Whether viewed through neuroscience or epigenetics, the implication is profound. Our beliefs are not merely abstract ideas living in the mind. They shape the chemistry of our bodies, influence our physiology, and become the lens through which we experience reality.

Imagine two people walking into the exact same room. One immediately notices warmth, kindness, and opportunity. The other notices judgment, rejection, and potential danger. The room hasn't changed. The people have. Their nervous systems are filtering reality through different histories, different beliefs, and different expectations.

This is one of the brain's greatest gifts—and sometimes, one of its greatest limitations.

Our brains are constantly searching for coherence. Once a belief becomes established, our attention naturally begins collecting evidence that supports it while overlooking evidence that contradicts it. Psychologists often refer to this tendency as confirmation bias. William James, often regarded as the father of American psychology, observed over a century ago that our experience is largely shaped by what we choose—or are conditioned—to pay attention to.

A simple exercise illustrates this beautifully. Pause for a moment and look around the room you're in. Find everything that is blue.

Take a few seconds.

Now shift your attention and begin looking for everything that is red.

Did the blue disappear?

Of course not.

Your attention simply changed.

The world remained the same, yet your experience of it transformed because your mind began searching for something different.
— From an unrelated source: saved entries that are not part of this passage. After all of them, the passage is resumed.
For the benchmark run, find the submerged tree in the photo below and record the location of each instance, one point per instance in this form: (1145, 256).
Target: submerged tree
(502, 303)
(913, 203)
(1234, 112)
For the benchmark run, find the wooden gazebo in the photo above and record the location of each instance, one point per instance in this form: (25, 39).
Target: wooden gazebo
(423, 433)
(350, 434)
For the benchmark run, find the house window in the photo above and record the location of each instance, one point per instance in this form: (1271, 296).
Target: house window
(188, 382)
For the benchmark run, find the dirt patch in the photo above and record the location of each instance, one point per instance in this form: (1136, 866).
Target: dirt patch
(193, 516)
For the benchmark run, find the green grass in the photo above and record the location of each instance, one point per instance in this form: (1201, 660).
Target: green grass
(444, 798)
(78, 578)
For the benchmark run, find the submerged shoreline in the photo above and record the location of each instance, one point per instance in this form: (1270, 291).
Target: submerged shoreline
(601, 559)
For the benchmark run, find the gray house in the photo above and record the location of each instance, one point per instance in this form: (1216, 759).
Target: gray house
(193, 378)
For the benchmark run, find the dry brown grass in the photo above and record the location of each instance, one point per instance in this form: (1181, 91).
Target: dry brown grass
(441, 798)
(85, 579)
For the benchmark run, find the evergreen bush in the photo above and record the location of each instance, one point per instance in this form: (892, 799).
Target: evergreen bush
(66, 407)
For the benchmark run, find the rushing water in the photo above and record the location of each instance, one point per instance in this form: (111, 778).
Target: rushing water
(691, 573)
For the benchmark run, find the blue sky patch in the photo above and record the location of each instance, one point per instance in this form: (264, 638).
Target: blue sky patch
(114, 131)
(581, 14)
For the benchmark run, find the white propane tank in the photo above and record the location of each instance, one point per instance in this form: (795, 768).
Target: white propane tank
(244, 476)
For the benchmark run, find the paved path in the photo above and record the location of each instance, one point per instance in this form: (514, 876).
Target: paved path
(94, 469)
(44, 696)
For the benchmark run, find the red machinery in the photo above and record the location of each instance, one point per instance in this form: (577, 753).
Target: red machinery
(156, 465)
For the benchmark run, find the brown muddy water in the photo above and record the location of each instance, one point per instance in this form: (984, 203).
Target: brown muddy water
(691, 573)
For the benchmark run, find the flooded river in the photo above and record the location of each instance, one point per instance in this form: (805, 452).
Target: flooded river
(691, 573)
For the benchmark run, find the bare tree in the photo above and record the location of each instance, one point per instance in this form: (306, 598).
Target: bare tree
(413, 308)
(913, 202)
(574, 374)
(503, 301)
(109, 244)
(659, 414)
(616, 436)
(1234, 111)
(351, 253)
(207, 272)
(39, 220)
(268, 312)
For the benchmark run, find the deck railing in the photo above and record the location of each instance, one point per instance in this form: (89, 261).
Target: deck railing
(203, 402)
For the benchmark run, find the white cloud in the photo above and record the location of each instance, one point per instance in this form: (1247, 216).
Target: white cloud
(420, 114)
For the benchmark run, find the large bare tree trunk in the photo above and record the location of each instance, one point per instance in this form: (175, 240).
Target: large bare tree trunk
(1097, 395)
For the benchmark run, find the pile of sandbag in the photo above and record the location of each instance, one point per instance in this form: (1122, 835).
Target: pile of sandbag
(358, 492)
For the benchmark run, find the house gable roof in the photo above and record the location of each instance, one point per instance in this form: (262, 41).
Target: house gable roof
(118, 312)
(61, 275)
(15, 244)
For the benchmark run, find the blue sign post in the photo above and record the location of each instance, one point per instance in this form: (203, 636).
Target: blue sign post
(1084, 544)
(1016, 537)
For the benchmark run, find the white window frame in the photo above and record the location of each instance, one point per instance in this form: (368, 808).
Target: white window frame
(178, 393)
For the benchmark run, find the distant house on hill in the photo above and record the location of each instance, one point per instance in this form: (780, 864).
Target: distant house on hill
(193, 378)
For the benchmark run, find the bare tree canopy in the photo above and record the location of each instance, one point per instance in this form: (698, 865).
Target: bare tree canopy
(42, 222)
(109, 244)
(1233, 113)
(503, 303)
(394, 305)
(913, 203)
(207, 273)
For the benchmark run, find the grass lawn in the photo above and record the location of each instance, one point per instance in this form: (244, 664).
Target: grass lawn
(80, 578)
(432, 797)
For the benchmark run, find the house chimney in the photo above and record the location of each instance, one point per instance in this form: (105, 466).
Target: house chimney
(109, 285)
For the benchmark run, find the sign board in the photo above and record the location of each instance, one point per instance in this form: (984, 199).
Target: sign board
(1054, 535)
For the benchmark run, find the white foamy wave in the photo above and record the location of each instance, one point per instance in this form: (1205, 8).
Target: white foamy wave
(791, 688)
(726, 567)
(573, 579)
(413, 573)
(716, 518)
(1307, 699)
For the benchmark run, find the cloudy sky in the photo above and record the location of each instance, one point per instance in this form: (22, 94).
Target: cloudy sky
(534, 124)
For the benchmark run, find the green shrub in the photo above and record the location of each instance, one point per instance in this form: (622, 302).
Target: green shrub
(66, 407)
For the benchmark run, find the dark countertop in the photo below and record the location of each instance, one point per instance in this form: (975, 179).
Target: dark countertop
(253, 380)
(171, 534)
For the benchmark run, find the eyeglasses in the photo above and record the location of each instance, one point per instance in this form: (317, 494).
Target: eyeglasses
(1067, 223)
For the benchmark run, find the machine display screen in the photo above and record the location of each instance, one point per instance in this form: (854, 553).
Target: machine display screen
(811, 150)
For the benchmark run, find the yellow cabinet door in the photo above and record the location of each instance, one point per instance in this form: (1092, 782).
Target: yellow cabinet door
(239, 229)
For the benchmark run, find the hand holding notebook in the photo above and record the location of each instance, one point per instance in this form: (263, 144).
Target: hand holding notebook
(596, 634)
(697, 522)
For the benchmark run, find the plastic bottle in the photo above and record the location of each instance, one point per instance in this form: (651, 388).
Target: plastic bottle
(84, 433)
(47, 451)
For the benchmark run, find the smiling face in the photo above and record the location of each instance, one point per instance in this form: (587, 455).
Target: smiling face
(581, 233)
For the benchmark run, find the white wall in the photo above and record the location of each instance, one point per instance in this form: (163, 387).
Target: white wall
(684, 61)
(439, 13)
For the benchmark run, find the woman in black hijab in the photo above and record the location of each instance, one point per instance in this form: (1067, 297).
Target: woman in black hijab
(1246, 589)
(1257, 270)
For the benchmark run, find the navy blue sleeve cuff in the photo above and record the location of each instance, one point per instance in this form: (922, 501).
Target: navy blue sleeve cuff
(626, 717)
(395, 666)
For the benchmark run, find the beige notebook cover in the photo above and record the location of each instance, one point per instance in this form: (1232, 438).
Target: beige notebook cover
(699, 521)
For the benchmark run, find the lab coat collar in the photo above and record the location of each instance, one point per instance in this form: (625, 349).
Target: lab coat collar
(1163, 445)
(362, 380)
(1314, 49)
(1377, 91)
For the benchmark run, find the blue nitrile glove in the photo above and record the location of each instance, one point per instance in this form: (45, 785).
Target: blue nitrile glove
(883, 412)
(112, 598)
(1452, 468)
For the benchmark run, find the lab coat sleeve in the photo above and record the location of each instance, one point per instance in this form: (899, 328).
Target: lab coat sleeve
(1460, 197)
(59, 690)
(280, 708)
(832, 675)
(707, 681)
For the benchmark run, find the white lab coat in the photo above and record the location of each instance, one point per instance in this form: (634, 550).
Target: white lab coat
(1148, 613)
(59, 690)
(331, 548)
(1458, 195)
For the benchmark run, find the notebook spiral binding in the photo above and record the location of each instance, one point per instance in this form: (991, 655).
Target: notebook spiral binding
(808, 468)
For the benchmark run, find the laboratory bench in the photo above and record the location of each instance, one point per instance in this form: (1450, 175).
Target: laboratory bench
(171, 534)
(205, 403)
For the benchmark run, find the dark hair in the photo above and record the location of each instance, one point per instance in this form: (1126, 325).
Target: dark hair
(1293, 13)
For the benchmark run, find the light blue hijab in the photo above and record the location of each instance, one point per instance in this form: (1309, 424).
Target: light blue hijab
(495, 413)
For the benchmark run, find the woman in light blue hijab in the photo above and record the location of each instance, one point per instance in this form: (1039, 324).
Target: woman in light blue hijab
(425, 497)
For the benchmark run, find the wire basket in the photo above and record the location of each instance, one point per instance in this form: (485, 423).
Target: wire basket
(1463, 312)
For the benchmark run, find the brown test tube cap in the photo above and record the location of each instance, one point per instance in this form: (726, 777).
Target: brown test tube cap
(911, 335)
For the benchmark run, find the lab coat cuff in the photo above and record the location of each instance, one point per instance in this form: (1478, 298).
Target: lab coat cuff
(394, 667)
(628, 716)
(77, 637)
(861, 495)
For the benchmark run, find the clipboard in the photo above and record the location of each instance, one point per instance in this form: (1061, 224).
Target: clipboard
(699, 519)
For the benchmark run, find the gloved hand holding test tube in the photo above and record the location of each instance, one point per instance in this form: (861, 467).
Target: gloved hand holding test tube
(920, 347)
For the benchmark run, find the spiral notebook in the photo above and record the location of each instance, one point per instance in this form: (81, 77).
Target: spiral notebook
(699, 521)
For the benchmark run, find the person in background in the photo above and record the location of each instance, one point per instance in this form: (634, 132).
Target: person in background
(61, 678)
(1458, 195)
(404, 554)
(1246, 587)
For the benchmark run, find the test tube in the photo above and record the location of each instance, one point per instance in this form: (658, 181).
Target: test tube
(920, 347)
The same process is occurring every moment of our lives. If we believe people are trustworthy, our minds naturally recognize evidence that supports that belief. If we believe people are dangerous, we become exceptionally skilled at finding evidence for that instead. Neither person is intentionally creating a false reality; they are participating in reality through different perceptual filters.

This is why awareness is so essential. Until we become conscious of the beliefs shaping our perception, we unknowingly continue reinforcing them. The subconscious mind faithfully repeats the patterns it has learned, not because they are necessarily true, but because they are familiar.

Carl Jung expressed this idea in a way that has echoed throughout psychology for generations:

"Until you make the unconscious conscious, it will direct your life and you will call it fate."

I believe this statement captures one of the deepest invitations of conscious evolution. Much of what we call fate may simply be unconscious participation. That doesn't mean we control every circumstance we encounter. Life will always contain uncertainty, loss, injustice, and experiences beyond our control. But it does suggest that within every circumstance lies something we do have influence over: our participation.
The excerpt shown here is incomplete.